VVV - A Journey as an Exile
In "Journey as an Exile" by Manuel Schilcher, four artists present their work in four different frames and comment on the work of their partners. The expedition beginns with an Altavista search for the following sentence: "Travelling is useful, it boosts your imagination ..."
Art as Method
Explaining the world as it is or as it will be has become obsolete. If art thinks it can act as an intermediary for a new age it does not understand and explain to its audience what technology may be capable of, while merely splitting the field into glorification and distrust, then this only serves to show that art itself is incapable of using this very technology. These things need not be channeled into minds by the prescient; they exist without being initiated, emerge from themselves, from their contexts, and then disappear back into where they came from. It is not a question of replacing real reality with virtual reality, but rather of an expansion and especially of media-based, communicative self-administration. The project 'A Journey as an Exile' lends perceptions to its users, who may then use them to construct their own fields of associations.

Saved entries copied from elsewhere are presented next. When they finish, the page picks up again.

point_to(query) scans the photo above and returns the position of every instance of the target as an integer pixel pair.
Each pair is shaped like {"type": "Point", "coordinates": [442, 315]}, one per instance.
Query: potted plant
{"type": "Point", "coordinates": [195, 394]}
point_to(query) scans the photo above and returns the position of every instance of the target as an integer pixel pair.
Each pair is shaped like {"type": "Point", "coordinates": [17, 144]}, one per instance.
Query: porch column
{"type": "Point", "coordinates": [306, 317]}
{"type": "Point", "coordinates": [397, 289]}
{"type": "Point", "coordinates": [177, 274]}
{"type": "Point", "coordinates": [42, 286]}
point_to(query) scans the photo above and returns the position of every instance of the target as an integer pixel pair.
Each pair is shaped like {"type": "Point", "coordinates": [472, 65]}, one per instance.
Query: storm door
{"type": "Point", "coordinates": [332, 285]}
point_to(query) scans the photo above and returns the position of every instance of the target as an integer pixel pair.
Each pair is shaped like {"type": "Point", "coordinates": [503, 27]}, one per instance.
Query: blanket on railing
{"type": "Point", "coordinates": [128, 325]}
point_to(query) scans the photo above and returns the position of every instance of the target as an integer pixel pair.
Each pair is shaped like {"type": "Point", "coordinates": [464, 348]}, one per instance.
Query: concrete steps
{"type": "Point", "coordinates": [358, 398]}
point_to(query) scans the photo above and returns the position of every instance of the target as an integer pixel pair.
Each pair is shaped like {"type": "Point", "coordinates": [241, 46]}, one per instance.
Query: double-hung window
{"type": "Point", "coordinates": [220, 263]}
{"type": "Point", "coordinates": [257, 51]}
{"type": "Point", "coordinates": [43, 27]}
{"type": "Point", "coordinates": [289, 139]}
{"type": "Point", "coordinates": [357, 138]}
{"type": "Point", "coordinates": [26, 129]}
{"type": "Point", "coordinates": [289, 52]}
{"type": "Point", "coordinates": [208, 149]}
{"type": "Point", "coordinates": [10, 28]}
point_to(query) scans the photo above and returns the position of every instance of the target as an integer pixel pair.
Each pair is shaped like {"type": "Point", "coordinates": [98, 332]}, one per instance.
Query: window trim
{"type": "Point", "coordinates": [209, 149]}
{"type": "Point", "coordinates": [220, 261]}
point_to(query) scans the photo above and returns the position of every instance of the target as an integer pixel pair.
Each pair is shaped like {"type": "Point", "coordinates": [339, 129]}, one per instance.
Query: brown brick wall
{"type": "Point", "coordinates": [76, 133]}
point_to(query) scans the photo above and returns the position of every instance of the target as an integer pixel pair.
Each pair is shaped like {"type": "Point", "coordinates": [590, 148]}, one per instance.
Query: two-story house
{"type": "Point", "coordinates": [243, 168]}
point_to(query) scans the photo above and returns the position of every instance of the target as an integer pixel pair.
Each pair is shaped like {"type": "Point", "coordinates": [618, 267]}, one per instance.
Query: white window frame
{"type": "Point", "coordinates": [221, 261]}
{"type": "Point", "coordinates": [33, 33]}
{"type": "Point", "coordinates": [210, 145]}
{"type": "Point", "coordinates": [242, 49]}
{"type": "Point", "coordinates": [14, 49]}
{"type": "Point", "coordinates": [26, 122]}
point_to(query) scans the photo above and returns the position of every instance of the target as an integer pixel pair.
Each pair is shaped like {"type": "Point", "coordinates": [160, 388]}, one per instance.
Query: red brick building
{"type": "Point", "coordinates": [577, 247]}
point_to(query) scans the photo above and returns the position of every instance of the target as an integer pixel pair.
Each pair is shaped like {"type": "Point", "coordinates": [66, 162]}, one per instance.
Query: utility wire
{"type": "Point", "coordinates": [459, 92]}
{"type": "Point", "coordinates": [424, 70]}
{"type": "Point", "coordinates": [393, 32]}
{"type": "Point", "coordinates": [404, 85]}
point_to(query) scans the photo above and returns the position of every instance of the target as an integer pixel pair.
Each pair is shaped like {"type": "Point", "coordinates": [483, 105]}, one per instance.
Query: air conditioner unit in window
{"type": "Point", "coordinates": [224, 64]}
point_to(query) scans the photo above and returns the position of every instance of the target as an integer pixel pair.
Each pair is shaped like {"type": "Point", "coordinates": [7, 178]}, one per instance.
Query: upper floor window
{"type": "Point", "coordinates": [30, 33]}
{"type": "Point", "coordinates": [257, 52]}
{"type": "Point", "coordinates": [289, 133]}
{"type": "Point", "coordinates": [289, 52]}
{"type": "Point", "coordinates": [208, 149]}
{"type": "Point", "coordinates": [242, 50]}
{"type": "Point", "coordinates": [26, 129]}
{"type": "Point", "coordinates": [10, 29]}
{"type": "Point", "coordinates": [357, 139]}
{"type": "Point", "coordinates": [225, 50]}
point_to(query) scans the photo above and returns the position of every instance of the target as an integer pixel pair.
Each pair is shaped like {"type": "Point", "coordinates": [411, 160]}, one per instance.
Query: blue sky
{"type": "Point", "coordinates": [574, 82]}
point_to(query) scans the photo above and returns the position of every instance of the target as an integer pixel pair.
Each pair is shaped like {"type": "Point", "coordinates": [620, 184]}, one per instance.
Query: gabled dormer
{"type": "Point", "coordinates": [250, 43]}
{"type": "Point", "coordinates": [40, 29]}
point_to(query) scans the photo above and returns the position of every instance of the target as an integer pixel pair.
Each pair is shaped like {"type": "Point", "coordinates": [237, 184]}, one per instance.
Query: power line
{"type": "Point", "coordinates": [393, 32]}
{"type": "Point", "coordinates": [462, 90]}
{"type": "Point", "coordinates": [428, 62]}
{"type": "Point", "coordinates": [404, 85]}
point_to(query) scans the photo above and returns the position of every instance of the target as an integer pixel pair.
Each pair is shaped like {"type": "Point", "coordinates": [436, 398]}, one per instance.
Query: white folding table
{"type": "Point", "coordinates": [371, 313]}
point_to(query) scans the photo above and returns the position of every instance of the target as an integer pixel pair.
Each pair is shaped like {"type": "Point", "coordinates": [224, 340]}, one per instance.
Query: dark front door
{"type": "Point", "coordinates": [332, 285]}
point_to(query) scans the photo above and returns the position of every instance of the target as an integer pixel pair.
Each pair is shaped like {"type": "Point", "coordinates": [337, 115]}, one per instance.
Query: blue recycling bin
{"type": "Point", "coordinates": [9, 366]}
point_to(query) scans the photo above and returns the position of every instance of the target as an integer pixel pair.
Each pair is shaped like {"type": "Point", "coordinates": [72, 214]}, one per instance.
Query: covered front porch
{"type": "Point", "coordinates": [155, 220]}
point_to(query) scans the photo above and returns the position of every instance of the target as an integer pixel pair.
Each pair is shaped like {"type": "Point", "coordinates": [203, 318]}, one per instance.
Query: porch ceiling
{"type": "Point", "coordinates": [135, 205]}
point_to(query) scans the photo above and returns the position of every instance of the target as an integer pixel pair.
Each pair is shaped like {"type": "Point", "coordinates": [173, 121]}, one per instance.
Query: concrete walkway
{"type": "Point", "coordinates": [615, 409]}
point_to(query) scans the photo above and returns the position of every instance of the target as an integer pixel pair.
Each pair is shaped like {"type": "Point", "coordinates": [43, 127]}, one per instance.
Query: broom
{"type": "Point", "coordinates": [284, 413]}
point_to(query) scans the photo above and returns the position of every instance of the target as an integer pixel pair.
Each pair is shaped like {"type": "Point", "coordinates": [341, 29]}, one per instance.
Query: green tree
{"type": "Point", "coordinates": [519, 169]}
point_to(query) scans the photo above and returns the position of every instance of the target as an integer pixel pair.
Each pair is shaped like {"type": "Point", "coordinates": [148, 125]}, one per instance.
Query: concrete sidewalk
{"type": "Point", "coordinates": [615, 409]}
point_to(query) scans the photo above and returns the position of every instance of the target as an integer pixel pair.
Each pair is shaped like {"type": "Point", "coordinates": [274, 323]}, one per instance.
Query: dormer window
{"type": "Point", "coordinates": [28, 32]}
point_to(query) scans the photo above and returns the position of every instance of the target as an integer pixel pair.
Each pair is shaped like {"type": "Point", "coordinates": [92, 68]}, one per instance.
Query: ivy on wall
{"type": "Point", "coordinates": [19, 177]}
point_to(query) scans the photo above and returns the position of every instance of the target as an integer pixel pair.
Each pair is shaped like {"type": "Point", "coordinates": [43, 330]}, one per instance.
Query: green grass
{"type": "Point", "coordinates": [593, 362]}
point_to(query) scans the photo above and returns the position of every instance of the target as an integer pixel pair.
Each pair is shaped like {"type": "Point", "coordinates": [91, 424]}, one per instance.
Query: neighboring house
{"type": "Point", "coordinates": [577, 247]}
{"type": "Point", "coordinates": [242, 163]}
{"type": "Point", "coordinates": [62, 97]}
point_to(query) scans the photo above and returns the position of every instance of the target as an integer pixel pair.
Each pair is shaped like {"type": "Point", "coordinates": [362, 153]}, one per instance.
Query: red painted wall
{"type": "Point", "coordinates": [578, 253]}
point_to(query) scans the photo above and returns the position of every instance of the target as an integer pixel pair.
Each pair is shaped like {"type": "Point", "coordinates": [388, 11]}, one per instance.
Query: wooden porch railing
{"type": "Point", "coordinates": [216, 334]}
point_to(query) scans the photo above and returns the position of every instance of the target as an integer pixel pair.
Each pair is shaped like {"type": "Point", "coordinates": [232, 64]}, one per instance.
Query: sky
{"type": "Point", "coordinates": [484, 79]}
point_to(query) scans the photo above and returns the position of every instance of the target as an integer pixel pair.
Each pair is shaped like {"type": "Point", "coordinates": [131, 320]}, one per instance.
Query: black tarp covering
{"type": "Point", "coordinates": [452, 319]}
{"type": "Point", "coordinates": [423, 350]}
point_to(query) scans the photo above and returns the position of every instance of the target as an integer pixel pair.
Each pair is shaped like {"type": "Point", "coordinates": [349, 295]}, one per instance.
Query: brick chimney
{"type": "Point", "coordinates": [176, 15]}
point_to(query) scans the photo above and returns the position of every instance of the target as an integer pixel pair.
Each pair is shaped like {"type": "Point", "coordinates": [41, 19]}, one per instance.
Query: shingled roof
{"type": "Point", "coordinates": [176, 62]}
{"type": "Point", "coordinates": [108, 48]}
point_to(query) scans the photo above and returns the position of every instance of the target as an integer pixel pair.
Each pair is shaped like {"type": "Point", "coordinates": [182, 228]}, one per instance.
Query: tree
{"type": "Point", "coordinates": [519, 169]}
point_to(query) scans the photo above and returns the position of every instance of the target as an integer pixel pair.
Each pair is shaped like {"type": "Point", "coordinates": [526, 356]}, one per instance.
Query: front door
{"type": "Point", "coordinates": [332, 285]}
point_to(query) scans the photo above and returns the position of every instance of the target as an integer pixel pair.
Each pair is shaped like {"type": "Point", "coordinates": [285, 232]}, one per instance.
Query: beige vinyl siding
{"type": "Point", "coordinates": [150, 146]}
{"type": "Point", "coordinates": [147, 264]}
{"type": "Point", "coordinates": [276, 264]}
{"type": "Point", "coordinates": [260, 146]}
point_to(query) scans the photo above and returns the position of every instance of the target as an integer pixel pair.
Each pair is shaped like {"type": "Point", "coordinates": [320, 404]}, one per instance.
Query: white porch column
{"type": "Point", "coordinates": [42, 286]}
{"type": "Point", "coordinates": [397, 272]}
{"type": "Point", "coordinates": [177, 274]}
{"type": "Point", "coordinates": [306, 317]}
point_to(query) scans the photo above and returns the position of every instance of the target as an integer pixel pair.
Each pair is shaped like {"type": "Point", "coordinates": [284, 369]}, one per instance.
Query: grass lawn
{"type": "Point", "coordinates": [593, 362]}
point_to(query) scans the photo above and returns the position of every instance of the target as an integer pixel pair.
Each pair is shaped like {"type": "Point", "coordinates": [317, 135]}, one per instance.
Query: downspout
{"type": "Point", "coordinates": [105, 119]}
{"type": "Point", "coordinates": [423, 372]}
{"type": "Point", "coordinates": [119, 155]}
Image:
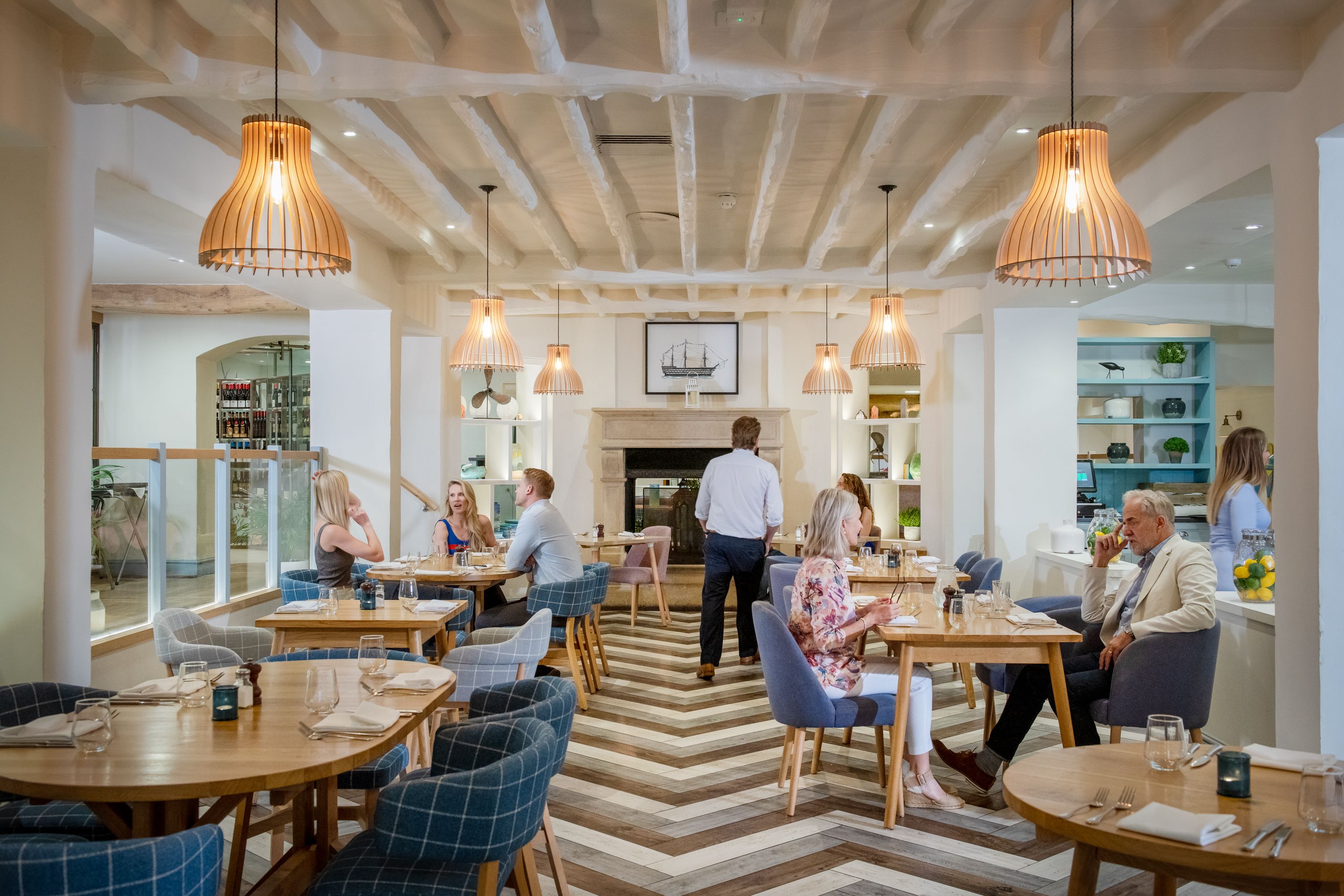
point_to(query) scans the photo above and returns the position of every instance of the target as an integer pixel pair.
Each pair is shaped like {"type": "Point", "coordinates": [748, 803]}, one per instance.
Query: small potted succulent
{"type": "Point", "coordinates": [1176, 449]}
{"type": "Point", "coordinates": [1172, 358]}
{"type": "Point", "coordinates": [909, 519]}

With the assistance of all the necessary techniques of conditioning, 'Journey as an Exile' evolves into a search for a dialectical organization of provisional, partially existing realities. This search does not exclude chance, but rather 'rediscovers' it.
Participants use the various interpretations of material and situations to generate mutual impulses, which may be continued, abandoned or archived. The participants¹ own impressions are filtered through the experience and perception of the others and placed in new contexts.
On the constructs in our own heads and memories. The starting point for wanting to set out on a journey is not only missing accomodations, but also a lack of conformity. But inner thoughts and the ways in which they are intertwined lead to hesitation. The boundary and the abutment - both should be understood as heterotropes - are among the few points where communication with other travellers may be established. Perception, enabled by recollection and recognition, is shifted, destroyed and thus no longer comprehensible in our own minds.